What eight scans taught us about the affordances
We validated the workflow over 8 real scans through the dashboard, and the small number is the point. These were real scanned logs, not synthetic ones where we controlled the failure modes, put through the actual zoom-and-override interface by someone checking whether the tool saved time against digitising by hand. What we watched was not the model's score, which we knew, but whether the override gestures landed where the errors were and whether trust survived contact with a log the model had never seen.

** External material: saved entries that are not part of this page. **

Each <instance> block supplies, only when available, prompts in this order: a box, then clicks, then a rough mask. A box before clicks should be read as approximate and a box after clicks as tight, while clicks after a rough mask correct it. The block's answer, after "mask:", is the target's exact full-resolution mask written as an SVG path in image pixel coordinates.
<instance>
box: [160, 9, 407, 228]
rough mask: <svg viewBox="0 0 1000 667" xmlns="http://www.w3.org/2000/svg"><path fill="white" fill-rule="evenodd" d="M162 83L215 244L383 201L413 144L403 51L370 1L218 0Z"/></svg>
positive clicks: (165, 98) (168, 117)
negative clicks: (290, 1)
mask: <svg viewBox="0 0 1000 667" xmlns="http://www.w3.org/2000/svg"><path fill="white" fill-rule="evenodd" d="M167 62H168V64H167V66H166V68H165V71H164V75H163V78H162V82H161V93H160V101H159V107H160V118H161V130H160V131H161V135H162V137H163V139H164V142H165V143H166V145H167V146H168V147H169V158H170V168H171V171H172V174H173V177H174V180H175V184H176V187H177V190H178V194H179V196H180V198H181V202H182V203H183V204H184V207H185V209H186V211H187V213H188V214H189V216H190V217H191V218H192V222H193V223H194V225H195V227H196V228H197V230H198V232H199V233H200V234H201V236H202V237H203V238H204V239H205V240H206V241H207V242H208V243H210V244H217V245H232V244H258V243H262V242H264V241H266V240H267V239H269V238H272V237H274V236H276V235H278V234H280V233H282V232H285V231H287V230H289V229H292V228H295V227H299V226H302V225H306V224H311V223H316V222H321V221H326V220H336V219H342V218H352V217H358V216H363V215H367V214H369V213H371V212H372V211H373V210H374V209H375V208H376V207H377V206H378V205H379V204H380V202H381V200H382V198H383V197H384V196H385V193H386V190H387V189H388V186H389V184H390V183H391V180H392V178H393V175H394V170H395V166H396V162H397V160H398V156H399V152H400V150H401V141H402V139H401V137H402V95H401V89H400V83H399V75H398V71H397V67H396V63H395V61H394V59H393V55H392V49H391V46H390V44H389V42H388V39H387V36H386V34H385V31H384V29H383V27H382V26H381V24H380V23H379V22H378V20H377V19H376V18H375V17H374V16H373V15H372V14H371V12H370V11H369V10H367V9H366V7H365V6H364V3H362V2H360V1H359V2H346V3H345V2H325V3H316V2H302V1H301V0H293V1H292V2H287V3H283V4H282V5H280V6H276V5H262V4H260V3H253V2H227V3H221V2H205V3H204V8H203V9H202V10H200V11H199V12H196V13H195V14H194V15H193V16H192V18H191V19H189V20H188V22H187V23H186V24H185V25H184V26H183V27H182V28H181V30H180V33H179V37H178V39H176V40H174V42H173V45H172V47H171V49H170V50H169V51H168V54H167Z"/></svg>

The affordances that mattered were unglamorous. Zoom that snapped to the curve traces rather than the whole page, because the reviewer's attention belongs on the ink. Override at the granularity the errors occurred at, so a single over-marked segment could be struck without redrawing the curve. And a per-scan boundary, so trust was granted one log at a time, which is how an expert actually thinks: not this model is good but this scan is now correct. None of those are model improvements. They are the product standing next to the user at exactly the points where the model is weak.
The design principle, stated plainly
The principle we now apply before looking at any headline score is to ask what kind of wrong the model is, not just how wrong. A model that fails by omission and one that fails by over-marking need opposite interfaces, and the same IoU can describe either. If the failure is visible and vetoable, surface it and put the override there; if it is invisible, no interface polish will earn an expert's trust. Expert users do not distrust models because models are imperfect. They distrust interfaces that pretend otherwise. The geoscientist who asked how do I know which parts are wrong wanted a tool that would show them and let them fix it. A 0.51-IoU pipeline can be that tool. It just has to be designed as one.
Limitations
This is a design account grounded in one engagement. The recall and F1 figures, the pipeline peaks, and the count of 8 validated scans are real archive numbers from the binary segmentation run trained with a class-weighted loss; the per-mask precision values of about 0.23 and 0.38 are derived within that same run as the harmonic-mean complement of its logged recall and F1, not separately measured, and we quote them rounded. The trusted-output curve the console draws between the raw 0.51 floor and the recall ceiling is illustrative geometry; only its two end anchors are sourced, and the shape between them stands in for a review yield per unit of coverage we did not instrument. Eight scans is enough to see whether the affordances land and not enough to quantify how much time the loop saves at scale, which would need a controlled study we did not run. The argument that high recall makes errors reviewable holds for this task, where false positives are visible marks on an image; it does not transfer where a false positive is silent. And a workflow can earn trust and still be wrong, since a confident reviewer can miss a subtle model error, so human-in-the-loop raises the floor without guaranteeing the ceiling. The modelling choices behind the scores are the subject of the VeerNet whitepaper and are out of scope here.